Szacunki bardziej przejrzyste
Główny Konserwator Przyrody zaznaczył, że pieniądze, które koła łowieckie otrzymują za każdego odstrzelonego dzika (150 zł, gdy dzik idzie do utylizacji i 137 zł, gdy myśliwy strzela na własny użytek) stanowią pulę, z której mają być wypłacane odszkodowania dla rolników.
- Koło łowieckie ma 100 tys. zł. To wystarczy na odszkodowania dla pięciu rolników - podnosił tymczasem jeden z protestujących.
Rolnicy zgodnie wykrzykiwali, że należy zrobić coś, by to nie koła łowieckie wypłacały odszkodowania. Twierdzili nawet, że zaproponowane dziś rozwiązania są korzystne dla myśliwych, bo to oni dostaną np. pieniądze na nowe chłodnie dla odstrzelonych zwierząt.
Przedstawiciele strony rządowej zadeklarowali zmianę zasad szacowania szkód wyrządzonych przez dziki. W komisjach szacujących mają teraz brać udział przedstawiciele Izby Rolniczej oraz samorządu.
Rolników nie do końca przekonywało to rozwiązanie. Jak mówili, szkody są szacowane różnie: ta sama, wg jednego operatu sięga 800 zł, a wg niezależnej oceny - 14 tys. zł.
Potrzebna zmiana prawa
Wojewoda podlaski zaproponował, by powołać Wojewódzki Zespół ds. Szkód Wyrządzanych przez Dziki. W skład tego Zespołu weszliby oprócz służb wojewody, marszałka, weterynarii, Polskiego Związku Łowieckiego również przedstawiciele podlaskich rolników. Zespół ma proponować rozwiązania dotyczące odstrzału dzików i odszkodowań.

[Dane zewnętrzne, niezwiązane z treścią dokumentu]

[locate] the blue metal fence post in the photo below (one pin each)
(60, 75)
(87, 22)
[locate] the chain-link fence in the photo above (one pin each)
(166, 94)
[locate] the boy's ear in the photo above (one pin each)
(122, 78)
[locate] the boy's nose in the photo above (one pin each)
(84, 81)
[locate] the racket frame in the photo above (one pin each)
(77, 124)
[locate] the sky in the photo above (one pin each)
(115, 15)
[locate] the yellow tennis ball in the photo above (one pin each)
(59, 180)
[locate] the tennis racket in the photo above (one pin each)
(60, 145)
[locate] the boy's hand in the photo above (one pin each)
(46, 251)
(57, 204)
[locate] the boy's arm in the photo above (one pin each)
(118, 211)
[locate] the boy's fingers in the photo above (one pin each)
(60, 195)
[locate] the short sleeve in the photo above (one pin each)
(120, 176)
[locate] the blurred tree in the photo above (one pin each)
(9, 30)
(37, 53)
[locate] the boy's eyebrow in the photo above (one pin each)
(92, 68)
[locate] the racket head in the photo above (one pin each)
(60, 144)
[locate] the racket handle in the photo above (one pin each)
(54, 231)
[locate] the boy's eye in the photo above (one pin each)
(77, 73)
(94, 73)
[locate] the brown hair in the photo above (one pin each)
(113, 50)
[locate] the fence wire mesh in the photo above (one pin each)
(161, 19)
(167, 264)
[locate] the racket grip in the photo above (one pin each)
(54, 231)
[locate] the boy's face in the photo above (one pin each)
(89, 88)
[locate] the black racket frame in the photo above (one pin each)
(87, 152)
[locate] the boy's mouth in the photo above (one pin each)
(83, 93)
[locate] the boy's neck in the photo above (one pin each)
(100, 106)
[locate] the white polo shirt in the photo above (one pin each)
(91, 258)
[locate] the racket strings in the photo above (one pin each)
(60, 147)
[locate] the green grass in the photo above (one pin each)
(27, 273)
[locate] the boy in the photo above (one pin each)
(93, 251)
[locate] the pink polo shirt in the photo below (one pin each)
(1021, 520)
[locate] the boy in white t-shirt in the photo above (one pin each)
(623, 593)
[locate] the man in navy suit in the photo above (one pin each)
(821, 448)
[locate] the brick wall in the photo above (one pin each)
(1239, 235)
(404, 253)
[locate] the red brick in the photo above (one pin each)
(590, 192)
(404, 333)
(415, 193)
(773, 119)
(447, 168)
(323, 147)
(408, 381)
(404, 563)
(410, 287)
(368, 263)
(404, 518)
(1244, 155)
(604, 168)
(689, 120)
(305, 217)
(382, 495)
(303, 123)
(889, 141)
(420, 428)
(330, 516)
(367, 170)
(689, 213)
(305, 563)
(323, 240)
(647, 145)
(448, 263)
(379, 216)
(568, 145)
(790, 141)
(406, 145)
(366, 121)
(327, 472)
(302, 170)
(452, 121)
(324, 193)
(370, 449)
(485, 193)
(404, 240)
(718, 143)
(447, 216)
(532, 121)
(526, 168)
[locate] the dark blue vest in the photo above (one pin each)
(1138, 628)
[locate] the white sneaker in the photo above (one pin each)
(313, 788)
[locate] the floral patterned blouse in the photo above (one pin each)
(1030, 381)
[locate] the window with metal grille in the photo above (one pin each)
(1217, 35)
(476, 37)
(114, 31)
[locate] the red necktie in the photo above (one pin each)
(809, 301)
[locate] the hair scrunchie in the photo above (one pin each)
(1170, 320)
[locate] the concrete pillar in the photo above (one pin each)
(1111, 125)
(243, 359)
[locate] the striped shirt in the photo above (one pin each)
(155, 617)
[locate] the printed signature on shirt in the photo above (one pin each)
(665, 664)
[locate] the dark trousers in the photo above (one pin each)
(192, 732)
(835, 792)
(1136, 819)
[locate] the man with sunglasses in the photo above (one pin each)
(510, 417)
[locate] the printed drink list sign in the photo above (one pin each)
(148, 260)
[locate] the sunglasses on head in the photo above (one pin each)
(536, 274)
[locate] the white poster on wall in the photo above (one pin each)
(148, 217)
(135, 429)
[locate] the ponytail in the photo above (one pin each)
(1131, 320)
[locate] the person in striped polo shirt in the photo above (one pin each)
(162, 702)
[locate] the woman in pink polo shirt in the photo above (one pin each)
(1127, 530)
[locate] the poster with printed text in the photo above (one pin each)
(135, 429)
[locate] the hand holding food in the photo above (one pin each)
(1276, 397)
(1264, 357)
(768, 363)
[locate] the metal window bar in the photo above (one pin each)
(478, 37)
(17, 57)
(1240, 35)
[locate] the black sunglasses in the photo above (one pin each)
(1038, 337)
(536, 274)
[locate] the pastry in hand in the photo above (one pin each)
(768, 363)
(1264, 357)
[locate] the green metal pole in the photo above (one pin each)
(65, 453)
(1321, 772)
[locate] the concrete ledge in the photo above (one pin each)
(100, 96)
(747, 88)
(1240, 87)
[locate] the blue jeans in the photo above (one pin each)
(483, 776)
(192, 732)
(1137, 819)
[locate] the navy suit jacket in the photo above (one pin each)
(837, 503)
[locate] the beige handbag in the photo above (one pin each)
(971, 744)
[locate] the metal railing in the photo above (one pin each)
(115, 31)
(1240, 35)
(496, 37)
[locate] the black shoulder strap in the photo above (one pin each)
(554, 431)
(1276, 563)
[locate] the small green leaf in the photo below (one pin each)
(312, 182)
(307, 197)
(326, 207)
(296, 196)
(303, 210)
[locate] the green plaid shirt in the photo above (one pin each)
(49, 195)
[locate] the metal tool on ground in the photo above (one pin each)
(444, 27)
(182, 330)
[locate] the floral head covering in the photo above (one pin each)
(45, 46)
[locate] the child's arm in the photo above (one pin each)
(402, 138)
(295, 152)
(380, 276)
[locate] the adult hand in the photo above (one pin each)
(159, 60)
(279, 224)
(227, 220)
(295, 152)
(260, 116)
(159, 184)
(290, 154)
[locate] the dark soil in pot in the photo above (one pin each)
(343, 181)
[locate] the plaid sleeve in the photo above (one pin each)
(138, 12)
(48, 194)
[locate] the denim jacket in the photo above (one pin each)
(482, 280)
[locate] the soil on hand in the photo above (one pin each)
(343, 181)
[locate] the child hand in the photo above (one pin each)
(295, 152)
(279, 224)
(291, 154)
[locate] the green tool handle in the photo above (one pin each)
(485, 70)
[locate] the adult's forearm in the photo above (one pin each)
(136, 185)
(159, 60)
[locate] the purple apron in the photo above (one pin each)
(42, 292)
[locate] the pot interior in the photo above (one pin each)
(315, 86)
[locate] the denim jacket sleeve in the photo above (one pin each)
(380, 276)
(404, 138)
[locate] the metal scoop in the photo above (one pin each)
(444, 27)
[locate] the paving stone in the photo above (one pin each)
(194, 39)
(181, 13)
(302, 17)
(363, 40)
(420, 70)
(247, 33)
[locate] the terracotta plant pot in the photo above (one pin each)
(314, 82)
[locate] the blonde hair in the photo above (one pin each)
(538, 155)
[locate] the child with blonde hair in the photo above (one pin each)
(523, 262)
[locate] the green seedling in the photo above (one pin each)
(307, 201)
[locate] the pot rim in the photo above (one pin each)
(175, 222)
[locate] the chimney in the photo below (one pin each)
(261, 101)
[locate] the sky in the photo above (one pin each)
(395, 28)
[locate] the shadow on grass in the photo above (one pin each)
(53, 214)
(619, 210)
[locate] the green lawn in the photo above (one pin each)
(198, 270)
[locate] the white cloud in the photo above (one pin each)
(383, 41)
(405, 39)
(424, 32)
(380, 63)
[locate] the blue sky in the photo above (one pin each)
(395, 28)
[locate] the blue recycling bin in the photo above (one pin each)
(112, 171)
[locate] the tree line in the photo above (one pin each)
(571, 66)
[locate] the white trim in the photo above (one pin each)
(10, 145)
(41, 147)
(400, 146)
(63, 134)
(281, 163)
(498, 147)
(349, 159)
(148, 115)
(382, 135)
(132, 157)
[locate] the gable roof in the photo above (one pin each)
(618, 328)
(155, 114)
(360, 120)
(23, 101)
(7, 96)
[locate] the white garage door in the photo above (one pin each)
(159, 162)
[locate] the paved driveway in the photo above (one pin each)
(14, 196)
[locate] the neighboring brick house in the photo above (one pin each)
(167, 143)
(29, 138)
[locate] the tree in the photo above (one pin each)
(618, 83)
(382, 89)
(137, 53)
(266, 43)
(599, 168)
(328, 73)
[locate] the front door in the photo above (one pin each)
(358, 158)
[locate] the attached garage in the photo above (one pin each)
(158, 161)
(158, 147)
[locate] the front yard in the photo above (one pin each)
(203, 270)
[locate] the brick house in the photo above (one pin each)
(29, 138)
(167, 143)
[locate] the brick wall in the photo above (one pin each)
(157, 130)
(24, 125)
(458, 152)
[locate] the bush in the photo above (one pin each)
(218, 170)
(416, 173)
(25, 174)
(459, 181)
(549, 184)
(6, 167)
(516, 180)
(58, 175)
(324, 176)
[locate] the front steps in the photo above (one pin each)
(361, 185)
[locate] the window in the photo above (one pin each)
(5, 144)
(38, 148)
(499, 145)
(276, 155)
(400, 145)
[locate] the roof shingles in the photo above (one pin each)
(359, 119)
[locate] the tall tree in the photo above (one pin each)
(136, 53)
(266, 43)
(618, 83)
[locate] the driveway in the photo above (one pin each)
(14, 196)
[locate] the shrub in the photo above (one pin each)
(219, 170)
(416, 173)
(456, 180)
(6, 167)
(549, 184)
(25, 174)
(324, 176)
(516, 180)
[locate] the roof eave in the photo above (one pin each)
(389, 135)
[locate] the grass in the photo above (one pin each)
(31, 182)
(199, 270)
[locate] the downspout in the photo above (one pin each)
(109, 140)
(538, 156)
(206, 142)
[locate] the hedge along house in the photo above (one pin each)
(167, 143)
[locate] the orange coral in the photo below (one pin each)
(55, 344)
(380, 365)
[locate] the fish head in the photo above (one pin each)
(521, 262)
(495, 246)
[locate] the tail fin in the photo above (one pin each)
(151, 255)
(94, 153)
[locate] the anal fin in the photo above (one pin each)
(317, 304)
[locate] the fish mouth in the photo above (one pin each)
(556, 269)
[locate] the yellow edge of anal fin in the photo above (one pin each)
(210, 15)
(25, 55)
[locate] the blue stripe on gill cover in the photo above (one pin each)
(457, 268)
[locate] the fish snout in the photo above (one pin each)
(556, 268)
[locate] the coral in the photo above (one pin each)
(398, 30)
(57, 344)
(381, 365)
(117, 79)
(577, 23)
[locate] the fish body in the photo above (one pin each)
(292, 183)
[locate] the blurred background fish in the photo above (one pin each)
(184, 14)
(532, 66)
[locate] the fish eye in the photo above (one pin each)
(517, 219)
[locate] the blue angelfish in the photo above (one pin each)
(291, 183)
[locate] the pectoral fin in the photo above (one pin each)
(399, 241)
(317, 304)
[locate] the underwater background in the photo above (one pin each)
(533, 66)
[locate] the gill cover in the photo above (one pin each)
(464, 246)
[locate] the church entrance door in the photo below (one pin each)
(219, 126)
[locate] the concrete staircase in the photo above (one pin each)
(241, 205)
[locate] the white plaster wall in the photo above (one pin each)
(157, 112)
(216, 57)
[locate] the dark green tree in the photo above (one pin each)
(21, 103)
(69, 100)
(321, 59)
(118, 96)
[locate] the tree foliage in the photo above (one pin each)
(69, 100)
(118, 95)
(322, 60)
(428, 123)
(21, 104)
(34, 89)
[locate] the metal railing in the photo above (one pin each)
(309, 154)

Jak poinformowała Joanna Gaweł, rzeczniczka urzędu wojewódzkiego, wojewoda wystąpił do Ministerstwa Środowiska z wnioskiem o nowelizacje Ustawy o Prawie Łowieckim. Nowelizacja pozwoliłaby na przejęcie przez Skarb Państwa obowiązku wynagradzania szkód wyrządzonych w uprawach i płodach rolnych przez dziki, łosie, jelenie, daniele i sarny również na terenie obwodów łowieckich. Natomiast wydatki ponoszone przez Skarb Państwa z tytułu odszkodowań mogłyby być częściowo rekompensowane w czynszu dzierżawnego za dzierżawę obwodu łowieckiego. Nowelizację musi przegłosować parlament.
Po spotkaniu z głównym konserwatorem przyrody, wojewodą, wicewojewodą i wicemarszałkiem rolnicy chcieli otrzymać wszystkie obietnice na piśmie. Nie byli zadowoleni, bo pismo nie zostało podpisane. Do tej pory zgromadzenie pod urzędem wojewódzkim nie zostało rozwiązane. Rolnicy mają pozwolenie na protest tylko do środy.